A review of autoimmune pancreatitis patients with portal hypertension.

	Case 1	Case 2	Case 3	Case 4	Case 5
Study	Goto et al. 20	Goto et al. 20	Goto et al. 20	Cheng et al. 22	Zhang et al. 21
Publication year	2012	2012	2012	2013	2024
Sex	Male	Male	Male	Male	Not mentioned
Age	57 years	55 years	68 years	45 years	Not mentioned
Main symptom	Back pain and jaundice	No symptoms	Hematemesis	Hematemesis, melena, and fever	Abdominal pain
UGIB	No	No	Gastric ulcer bleeding	Yes	No
PMH	DM	In good health	DM	No viral hepatitis and cirrhosis	In good health
IgG4	176.4 mg/dL↑	239.1 mg/dL↑	186 mg/dL↑	IgG elevated, but IgG4 unknown	Elevated but value unknown
Vessel involvement	Obstructed SV	Obstructed SV	Obstructed SV	Not mentioned	SV and SMV thromboses
Splenomegaly	No	Yes	Yes	Yes	Yes
Other conditions	/	/	Sclerosing cholangitis	Systemic lymphadenopathy	/
Treatment	GCs	GCs	Endoscopic hemostasis, PPI, and GCs	Splenectomy, no GCs	GCs
Outcome
Pancreas	Improved	Improved	Not improved	Improved	Improved
Vessels	Reperfused	Not reperfused	Not mentioned	/	Reperfused
Gastric varices	Disappeared	Not improved	Not improved	Disappeared	Almost disappeared

DM: diabetes mellitus; GCs: glucocorticoids; IgG: immunoglobulin G; IgG4: immunoglobulin G4; PMH: past medical history; PPI: proton pump inhibitors; SMV: superior mesenteric vein; SV: splenic vein; UGIB: upper gastrointestinal bleeding.

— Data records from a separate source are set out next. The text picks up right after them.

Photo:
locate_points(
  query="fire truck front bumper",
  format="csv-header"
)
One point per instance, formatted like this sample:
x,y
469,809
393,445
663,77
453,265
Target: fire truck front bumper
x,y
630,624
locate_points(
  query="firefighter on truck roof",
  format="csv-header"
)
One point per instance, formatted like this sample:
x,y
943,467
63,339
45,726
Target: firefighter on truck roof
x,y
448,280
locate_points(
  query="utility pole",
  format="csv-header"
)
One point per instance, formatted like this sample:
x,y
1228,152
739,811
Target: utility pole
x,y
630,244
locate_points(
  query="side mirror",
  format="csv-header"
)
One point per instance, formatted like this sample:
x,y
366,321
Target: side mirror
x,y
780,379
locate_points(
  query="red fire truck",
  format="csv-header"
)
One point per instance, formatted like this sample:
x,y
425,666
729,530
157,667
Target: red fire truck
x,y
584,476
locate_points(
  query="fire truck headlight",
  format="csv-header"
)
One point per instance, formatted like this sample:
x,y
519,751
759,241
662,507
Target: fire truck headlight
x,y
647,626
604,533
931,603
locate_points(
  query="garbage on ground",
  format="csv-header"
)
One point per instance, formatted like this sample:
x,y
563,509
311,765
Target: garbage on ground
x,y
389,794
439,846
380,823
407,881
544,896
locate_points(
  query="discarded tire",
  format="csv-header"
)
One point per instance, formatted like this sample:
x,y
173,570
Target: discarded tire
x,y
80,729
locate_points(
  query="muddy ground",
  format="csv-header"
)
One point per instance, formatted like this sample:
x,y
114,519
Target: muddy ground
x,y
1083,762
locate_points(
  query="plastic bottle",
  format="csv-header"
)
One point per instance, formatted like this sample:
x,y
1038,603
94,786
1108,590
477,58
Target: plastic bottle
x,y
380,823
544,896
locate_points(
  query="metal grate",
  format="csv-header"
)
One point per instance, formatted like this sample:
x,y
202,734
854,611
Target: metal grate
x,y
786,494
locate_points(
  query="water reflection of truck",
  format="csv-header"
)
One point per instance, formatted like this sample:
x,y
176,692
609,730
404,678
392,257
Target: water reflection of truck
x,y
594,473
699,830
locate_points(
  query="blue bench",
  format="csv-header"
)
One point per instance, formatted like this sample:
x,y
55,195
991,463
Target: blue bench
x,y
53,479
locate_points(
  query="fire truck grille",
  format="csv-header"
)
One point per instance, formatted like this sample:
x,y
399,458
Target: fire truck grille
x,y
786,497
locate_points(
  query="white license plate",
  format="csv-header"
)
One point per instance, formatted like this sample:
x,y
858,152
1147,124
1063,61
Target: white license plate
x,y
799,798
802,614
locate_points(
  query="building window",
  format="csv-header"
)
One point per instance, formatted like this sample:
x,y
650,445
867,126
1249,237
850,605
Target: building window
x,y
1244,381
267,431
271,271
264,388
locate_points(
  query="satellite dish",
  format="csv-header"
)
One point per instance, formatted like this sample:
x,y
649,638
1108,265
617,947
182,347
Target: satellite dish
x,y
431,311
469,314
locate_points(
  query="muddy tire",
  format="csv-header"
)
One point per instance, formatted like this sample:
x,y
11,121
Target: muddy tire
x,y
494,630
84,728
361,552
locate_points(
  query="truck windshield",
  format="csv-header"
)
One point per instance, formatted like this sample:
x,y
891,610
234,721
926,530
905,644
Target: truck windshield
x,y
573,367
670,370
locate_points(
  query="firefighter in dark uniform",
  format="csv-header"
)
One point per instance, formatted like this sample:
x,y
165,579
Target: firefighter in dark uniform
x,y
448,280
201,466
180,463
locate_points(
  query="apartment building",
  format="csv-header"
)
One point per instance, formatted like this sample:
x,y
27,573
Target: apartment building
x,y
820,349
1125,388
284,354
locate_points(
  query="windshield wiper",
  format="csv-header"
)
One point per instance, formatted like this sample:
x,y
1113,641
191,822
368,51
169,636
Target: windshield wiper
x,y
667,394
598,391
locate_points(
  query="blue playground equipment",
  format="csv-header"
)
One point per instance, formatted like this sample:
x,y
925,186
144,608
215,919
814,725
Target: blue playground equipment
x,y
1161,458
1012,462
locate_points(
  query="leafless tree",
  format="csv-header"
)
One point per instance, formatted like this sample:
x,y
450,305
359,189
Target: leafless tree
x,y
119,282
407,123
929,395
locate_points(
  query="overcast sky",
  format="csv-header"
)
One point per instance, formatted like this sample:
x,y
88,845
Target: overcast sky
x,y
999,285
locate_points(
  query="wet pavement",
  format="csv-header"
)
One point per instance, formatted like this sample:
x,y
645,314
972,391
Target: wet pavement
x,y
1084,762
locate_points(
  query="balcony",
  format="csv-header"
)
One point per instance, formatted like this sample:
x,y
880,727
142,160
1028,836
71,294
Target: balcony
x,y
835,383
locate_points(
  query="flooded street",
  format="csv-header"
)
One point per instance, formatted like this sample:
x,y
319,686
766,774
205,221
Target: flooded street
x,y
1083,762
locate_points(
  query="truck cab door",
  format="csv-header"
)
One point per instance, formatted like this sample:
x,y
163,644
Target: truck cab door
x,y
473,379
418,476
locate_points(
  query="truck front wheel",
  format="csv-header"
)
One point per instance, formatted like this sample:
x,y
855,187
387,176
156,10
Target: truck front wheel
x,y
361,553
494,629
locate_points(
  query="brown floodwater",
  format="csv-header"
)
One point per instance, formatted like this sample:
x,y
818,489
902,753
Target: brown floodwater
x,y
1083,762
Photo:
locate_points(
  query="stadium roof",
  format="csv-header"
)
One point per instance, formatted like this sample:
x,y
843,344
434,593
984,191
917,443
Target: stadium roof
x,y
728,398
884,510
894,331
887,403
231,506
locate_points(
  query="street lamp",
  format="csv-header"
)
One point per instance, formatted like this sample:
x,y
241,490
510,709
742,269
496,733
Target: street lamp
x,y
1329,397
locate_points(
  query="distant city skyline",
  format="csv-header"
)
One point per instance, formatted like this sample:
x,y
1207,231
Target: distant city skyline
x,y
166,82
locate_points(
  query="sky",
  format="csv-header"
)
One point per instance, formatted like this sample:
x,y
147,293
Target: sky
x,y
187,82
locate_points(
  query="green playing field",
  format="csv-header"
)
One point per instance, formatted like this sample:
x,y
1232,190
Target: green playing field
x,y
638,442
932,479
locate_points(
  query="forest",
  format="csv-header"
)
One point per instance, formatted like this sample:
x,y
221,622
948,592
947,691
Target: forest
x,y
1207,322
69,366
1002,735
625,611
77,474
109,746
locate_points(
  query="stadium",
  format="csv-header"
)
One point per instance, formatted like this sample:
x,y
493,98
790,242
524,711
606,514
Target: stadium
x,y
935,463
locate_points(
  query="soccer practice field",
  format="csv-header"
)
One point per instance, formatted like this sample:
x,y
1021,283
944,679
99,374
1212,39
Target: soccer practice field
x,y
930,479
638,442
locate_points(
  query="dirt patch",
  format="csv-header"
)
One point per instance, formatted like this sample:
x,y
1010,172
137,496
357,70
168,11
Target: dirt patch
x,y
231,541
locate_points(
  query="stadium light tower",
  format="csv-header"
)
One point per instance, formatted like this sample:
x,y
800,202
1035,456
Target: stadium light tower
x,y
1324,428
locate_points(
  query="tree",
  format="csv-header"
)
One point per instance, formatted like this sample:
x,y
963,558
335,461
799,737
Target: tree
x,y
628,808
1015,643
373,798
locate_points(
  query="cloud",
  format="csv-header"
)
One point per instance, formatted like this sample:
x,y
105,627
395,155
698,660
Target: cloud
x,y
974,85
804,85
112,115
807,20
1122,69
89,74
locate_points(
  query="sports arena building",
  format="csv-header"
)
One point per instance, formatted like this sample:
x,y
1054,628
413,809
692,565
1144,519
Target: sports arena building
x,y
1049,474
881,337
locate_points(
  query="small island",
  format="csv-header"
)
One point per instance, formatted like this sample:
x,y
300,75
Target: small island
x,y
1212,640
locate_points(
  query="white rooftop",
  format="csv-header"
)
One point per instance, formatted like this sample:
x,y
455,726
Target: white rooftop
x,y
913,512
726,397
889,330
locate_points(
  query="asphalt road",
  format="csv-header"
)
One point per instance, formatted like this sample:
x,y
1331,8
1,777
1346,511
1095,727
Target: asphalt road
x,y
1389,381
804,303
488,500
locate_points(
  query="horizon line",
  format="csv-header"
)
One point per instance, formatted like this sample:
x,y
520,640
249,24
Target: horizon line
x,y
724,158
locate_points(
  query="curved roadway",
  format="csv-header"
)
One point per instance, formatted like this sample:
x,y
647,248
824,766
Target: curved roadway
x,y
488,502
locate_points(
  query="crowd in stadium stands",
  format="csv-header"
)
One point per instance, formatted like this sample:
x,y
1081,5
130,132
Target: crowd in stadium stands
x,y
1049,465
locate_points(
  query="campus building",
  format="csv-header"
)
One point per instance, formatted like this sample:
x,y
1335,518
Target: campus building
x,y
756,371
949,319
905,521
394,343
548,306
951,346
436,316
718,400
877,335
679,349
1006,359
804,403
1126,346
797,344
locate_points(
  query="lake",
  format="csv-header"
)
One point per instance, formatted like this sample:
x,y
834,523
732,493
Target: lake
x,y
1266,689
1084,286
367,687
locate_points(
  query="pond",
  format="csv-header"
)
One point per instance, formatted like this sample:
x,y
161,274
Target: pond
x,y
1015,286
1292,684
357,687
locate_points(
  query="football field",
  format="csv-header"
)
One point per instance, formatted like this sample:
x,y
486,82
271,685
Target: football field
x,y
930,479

GCs are recognized as first-line agents for both induction and maintenance therapy in AIP. A 2016 nationwide survey in Japan showed that 98.6% of type 1 AIP patients responded to GC therapy. ¹ The Japanese consensus guidelines recommend oral prednisolone at a dose of 0.6 mg/kg/day for 2–4 weeks to induce remission and steroids for 3 years to prevent relapse. ²³ Additionally, B cell–depleting agents such as rituximab can be used to treat AIP. Nikolic et al. ²⁴ reported that of the 12 patients with type 1 AIP who were treated with rituximab, 8 achieved complete remission and 4 achieved partial remission; 1 patient discontinued treatment due to fever and tuberculosis, while the remaining 11 showed no recurrence during follow-up, with a median follow-up duration of 17 months. In the study by Carruthers et al., ²⁵ 30 patients with IgG4-related disease (RD) received 2 doses of 1000 mg rituximab, administered 15 days apart. Among them, 26 initially received only rituximab, and 97% responded to treatment. At 6 months, 14 patients (47%) continued to show complete remission. A meta-analysis, including 18 studies with a total of 374 patients and an average follow-up duration of 23.4 months, found that rituximab appeared to effectively induce remission in IgG4-RD, and prophylactic maintenance therapy with rituximab may help prevent IgG4-RD recurrence. ²⁶ The European Guideline on IgG4-Related Digestive Disease has indicated that rituximab should be considered for patients who are either resistant or intolerant to high-dose steroid therapy for maintaining remission or for those who have not responded to immunosuppressant medications. ²⁷ In this case, the patient presented with GVB. Given that GCs can increase the risk of gastrointestinal bleeding, we chose rituximab for induction therapy because it poses a relatively lower risk of bleeding.

Conclusion

We reported a case of AIP complicated by GVB, wherein a biopsy sample was collected and hemostasis was achieved under EUS guidance, followed by induction of remission with rituximab. This case demonstrates the efficient dual role of EUS in the diagnosis and treatment of AIP. Furthermore, rituximab may serve as an ideal agent for remission induction in such cases.